Uyghur forced labor in the Xinjiang region is threatening the solar panel industry worldwide. The world is trying to shift to renewable energy resources for its power needs. Whether solar power or hydropower, these natural resources are being harnessed to reduce the carbon footprint left by humans. U.S. President Joe Biden is also keen to shift to solar panels and rely on solar energy to make America more eco-friendly. While this initiative is applaudable, there is a darker fact behind this goal. Reports are surfacing that indicate using Uyghur forced labor in the Xinjiang region may prevent this dream from becoming a reality.
The last couple of decades have seen China’s Xinjiang region evolve into the world’s largest supplier of raw materials that are crucial for the manufacture of solar panels. Polysilicon is a crucial element of solar panels and more than 45 percent of the world’s polysilicon is manufactured in China. The dark fact is the Chinese government sanctions the use of Uyghur forced labor to mine these elements without proper safety measures.
The history of China and the Uyghurs
The Uyghur region is predominantly home to Turkish-speaking Sunni Muslims. There are many disputed claims by the Chinese authorities and Uyghur nationalists about the actual history of the people of Xinjiang and the Uyghur region. While the former claims that Uyghurs in Xinjiang came from the Tiele tribes and only in the 9th century did they become Xinjiang’s main political and social force. The latter, on the other hand, claim that Uyghurs are the original inhabitants of Xinjiang, having a history that dates back 9,000 years.
Being an autonomous region under China’s control, Xinjiang serves as the capital of the Uyghur region.
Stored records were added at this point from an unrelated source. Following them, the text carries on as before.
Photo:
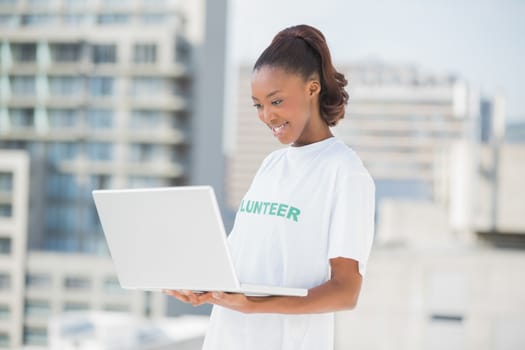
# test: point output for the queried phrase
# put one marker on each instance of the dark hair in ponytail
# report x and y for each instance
(303, 50)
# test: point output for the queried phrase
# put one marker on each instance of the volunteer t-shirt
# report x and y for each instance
(305, 206)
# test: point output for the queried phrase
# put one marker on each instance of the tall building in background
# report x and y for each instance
(99, 93)
(399, 119)
(94, 95)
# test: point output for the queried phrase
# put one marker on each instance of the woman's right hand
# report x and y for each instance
(189, 297)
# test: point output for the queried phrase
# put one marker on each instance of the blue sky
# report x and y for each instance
(481, 41)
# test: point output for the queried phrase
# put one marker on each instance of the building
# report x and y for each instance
(93, 95)
(14, 179)
(398, 119)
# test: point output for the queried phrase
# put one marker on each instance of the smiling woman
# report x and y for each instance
(307, 220)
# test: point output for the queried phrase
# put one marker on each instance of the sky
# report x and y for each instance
(481, 41)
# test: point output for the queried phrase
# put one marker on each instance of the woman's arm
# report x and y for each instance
(338, 293)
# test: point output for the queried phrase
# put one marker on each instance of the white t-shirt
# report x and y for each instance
(305, 206)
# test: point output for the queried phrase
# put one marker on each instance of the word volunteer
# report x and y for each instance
(270, 208)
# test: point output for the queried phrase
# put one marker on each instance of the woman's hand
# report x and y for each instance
(189, 297)
(234, 301)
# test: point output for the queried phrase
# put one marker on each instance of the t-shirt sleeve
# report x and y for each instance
(351, 231)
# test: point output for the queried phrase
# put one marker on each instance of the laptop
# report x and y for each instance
(172, 238)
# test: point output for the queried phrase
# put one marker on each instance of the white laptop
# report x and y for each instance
(172, 238)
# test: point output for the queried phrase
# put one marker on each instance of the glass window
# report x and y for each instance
(145, 119)
(100, 118)
(5, 246)
(4, 340)
(145, 181)
(75, 19)
(112, 18)
(38, 308)
(24, 53)
(6, 211)
(100, 151)
(145, 53)
(62, 218)
(5, 312)
(35, 336)
(72, 282)
(5, 281)
(154, 18)
(112, 286)
(23, 85)
(62, 186)
(38, 280)
(66, 86)
(8, 20)
(75, 306)
(116, 308)
(22, 118)
(6, 182)
(101, 86)
(60, 151)
(31, 20)
(148, 86)
(104, 54)
(66, 52)
(63, 118)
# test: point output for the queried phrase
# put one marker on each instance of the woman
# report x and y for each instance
(324, 244)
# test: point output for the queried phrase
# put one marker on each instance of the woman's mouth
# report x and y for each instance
(279, 129)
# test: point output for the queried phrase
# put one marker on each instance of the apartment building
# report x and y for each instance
(14, 178)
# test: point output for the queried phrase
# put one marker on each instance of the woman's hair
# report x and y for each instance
(303, 50)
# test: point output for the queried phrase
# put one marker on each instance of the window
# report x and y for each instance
(5, 281)
(66, 86)
(100, 118)
(148, 86)
(101, 86)
(60, 151)
(35, 336)
(112, 286)
(145, 53)
(6, 182)
(5, 246)
(6, 211)
(62, 186)
(112, 18)
(23, 85)
(37, 308)
(100, 151)
(75, 306)
(145, 119)
(33, 20)
(77, 283)
(63, 118)
(116, 308)
(64, 53)
(38, 280)
(104, 54)
(4, 340)
(5, 312)
(24, 53)
(61, 218)
(22, 118)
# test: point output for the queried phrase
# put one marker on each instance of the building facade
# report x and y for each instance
(14, 194)
(99, 94)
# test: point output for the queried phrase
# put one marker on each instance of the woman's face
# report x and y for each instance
(288, 105)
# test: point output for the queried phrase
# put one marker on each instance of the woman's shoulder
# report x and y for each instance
(345, 159)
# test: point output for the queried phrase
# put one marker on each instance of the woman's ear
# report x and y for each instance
(314, 87)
Like Tibet, the Xinjiang region’s Uyghurs have constantly protested against the strict nationalism imposed by China’s President Xi Jinping. While China’s officials deny any such use of extreme force, recent reports of the processing of polysilicon to manufacture solar panels have shed new light on these claims.
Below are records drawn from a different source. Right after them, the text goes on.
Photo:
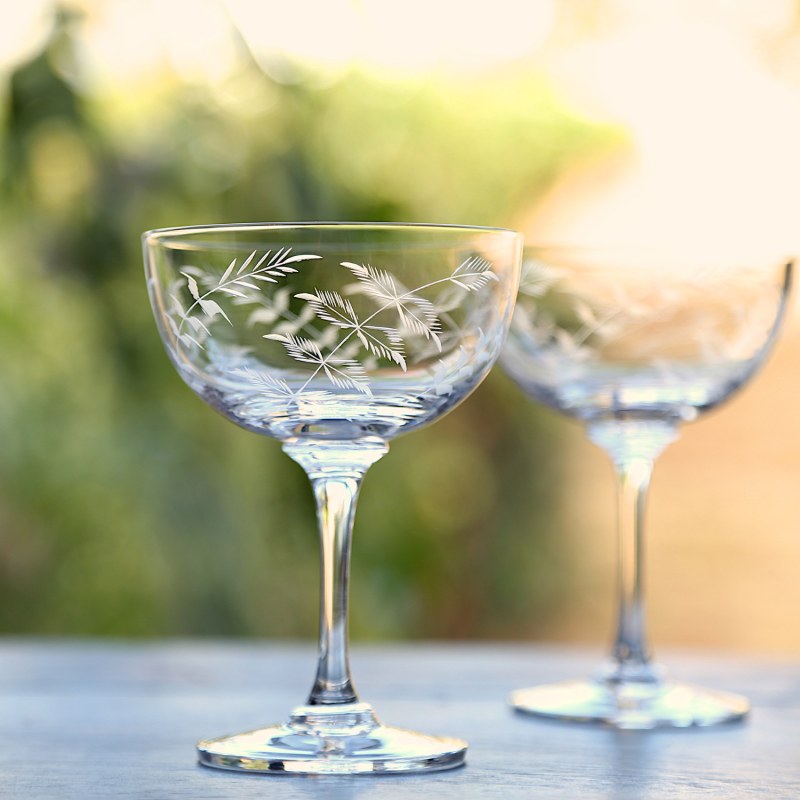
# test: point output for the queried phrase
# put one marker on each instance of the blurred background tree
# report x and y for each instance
(128, 508)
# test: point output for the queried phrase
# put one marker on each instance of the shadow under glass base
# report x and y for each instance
(332, 740)
(631, 706)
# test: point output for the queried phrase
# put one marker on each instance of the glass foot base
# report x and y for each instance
(332, 740)
(631, 706)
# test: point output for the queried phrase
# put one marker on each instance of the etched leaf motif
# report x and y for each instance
(239, 284)
(473, 274)
(537, 278)
(338, 338)
(345, 373)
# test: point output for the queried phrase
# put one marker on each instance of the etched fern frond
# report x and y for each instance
(241, 284)
(416, 314)
(345, 373)
(271, 386)
(473, 274)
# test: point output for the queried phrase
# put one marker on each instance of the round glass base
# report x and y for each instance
(631, 706)
(332, 740)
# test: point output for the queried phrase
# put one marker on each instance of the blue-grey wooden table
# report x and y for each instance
(96, 719)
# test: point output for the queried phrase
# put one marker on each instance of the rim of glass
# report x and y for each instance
(181, 231)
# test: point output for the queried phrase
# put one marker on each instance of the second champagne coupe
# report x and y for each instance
(634, 343)
(333, 338)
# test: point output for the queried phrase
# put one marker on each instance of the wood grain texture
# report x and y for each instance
(85, 720)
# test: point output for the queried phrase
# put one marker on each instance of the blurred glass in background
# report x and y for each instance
(127, 508)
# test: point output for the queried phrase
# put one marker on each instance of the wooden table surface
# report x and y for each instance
(97, 719)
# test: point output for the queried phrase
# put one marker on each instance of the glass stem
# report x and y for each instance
(336, 470)
(633, 447)
(336, 502)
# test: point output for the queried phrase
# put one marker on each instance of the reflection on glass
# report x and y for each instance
(333, 339)
(632, 344)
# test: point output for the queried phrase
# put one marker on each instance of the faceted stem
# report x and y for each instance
(633, 447)
(335, 470)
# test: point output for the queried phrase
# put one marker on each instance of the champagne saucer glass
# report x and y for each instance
(332, 338)
(633, 343)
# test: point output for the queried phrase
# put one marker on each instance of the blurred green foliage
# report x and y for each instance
(127, 507)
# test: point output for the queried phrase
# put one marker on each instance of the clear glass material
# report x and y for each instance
(633, 344)
(333, 338)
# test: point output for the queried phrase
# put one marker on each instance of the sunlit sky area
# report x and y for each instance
(709, 90)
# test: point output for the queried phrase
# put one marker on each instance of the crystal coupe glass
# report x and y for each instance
(332, 338)
(634, 343)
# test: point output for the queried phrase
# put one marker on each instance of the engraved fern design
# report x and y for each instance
(328, 332)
The claim of Uyghur forced labor
United Kingdom’s Sheffield Hallam University conducted a study and published a report stating the coercive ways used by the Chinese government to implement Uyghur forced labor in the Xinjiang region. The report is co-authored by supply chain analyst Nyrola Elimä, who lived in the Uyghur region for 19 years.
The report, published in May 2021 titled In Broad Daylight: Uyghur Forced Labor and Global Solar Supply Chains, presents evidence of a troubling reality — components for solar panels may be created with Uyghur forced labor. This labor transfer is made under extremely forced conditions and threats of internment and re-education have been added to the violation of human rights claims against China and President Xi.
The researchers have identified 11 key companies that are actively engaged in these forced labor transfers in the Xinjiang region. They have also gathered evidence of over 90 companies spread worldwide whose supply chains are affected by this coercive transfer of labor. The people from this region are made to sign up for labor transfer programs and are often made to work as slaves. These laborers do not have the chance to walk away or quit for fear of internment.
Countering these claims, the Chinese Ministry of Foreign Affairs spokesperson Hua Chunying calls these claims blatant lies. She pointed out that past incidents too can be checked where the Chinese government was accused of using forced labor in the cotton industry and now the same claims are being raked up for the polysilicon and solar energy industry. Hua further states that many anti-China countries and countries in the West are intentionally trying to tarnish the Chinese government and these nations and people have darker, sinister intentions for the same.
The report also mentions that not only is the polysilicon area highly saturated by exploited laborers, but also the mining of quartz. While China and the Chinese companies are tapping into the supply and demand chain for solar panel raw materials, the laborers are the people who pay the greater price, states the report. Further, the reports claim that many of the people living in the Xinjiang region face physical abuse and are forced into indoctrination. Beijing, on the other hand, says that the people of the area are given the chance to learn about Chinese laws and language and pick up skills at various vocational camps.